Pray It Again . . . and Again
Cultivating a spiritual life requires a practice of repetition
Scott Bakal / www.scottbakal.com
Spiritual training involves scrubbing out deeply ingrained habits, which takes time and reiteration. It is like trying to flatten a scroll that has been coiled for thousands of years. One pass of our hands across the surface won’t do it. We have to press it out again and again.
Accomplishment in any discipline involves repetition. If we want to build muscles, we don’t lift ten thousand pounds at one time; we lift a few pounds thousands of times. Just as repetition is the source of necessary hardship for a piano student aspiring to be a concert pianist, it remains so for spiritual students aspiring to wake up. We hear the same teachings continuously, we practice the same mantras ceaselessly, we return to the meditation cushion, and then to our breath, incessantly. In the Tibetan tradition, one does one hundred thousand prostrations, one hundred thousand mantra recitations, one hundred thousand mandala offerings, one million guru yoga recitations—and that’s just for starters. These may seem like outrageous numbers, but they are nothing compared to the numbers we have already accumulated in our practice of materialism.

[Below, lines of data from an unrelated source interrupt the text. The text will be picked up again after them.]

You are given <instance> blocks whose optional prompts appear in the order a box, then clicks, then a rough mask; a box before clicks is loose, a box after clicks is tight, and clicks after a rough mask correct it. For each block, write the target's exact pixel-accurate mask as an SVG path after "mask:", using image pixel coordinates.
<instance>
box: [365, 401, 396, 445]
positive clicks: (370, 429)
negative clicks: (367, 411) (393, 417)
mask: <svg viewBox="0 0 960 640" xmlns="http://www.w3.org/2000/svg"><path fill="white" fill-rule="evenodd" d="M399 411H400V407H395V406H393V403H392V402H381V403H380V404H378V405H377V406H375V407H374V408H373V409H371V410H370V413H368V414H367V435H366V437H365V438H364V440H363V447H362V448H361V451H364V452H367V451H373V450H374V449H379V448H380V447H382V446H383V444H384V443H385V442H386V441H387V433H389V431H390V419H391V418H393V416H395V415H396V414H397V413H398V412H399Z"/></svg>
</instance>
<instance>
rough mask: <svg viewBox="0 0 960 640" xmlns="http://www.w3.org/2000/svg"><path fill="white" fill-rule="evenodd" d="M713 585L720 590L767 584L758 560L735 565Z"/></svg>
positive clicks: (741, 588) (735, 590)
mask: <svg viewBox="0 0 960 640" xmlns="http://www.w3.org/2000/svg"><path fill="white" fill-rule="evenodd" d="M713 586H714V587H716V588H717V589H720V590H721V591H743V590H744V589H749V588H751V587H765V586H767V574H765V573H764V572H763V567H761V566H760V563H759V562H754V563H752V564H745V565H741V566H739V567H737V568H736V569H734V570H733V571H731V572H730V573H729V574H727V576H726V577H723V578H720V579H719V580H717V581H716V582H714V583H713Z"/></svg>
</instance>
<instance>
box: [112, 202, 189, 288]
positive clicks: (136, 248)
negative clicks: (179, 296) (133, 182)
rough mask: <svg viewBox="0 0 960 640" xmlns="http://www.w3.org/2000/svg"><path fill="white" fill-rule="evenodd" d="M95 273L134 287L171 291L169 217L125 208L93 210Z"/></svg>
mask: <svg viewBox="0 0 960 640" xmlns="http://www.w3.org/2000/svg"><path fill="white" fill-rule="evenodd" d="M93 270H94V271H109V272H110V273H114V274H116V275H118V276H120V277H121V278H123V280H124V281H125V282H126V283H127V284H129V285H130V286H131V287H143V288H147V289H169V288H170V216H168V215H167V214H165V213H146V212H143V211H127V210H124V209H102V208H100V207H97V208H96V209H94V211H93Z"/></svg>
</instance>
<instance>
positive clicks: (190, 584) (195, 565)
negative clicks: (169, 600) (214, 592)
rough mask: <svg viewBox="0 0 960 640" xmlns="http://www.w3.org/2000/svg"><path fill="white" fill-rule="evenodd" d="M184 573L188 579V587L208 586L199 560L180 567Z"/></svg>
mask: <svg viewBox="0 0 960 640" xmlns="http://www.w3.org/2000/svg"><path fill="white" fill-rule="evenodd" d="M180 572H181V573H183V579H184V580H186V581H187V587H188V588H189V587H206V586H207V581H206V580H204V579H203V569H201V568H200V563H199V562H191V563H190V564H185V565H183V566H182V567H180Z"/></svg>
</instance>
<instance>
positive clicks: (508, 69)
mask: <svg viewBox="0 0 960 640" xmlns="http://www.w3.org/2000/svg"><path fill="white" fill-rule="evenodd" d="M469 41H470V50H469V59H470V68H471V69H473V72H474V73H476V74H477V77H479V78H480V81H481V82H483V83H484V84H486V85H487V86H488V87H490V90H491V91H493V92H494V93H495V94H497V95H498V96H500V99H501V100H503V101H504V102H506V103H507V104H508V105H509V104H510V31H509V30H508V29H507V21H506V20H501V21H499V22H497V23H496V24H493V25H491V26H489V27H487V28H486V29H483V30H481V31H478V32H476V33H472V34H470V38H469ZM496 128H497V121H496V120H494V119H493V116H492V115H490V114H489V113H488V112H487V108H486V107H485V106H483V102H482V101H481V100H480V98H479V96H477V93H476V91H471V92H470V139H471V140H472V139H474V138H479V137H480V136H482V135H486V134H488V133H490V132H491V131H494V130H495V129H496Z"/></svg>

I have had selfish thoughts millions of times, bragged about myself, criticized others, gossiped, cheated, lied, and practiced self-centered actions millions upon millions of times. I have been mindless billions of time. I have forgotten the truth countless times. The numbers are astronomical, and so is the sphere of their influence.
Now when my teacher tells me I have to recite one million mantras that cultivate compassion, I know why. He is not torturing me, even though it sometimes feels that way. He is simply using the universal laws of reality, the same ones that I have unconsciously used to get me so stuck, to now consciously get me unstuck.
On the spiritual path we replace unconscious habits of confusion with conscious habits of wisdom. Instead of my unconscious practice of sloth, impatience, greed, anger, or any of the selfish habits that come so easily to me, I consciously practice discipline, patience, kindness, love, and many of the selfless habits that are still foreign to me. I am working to become familiar with good habits.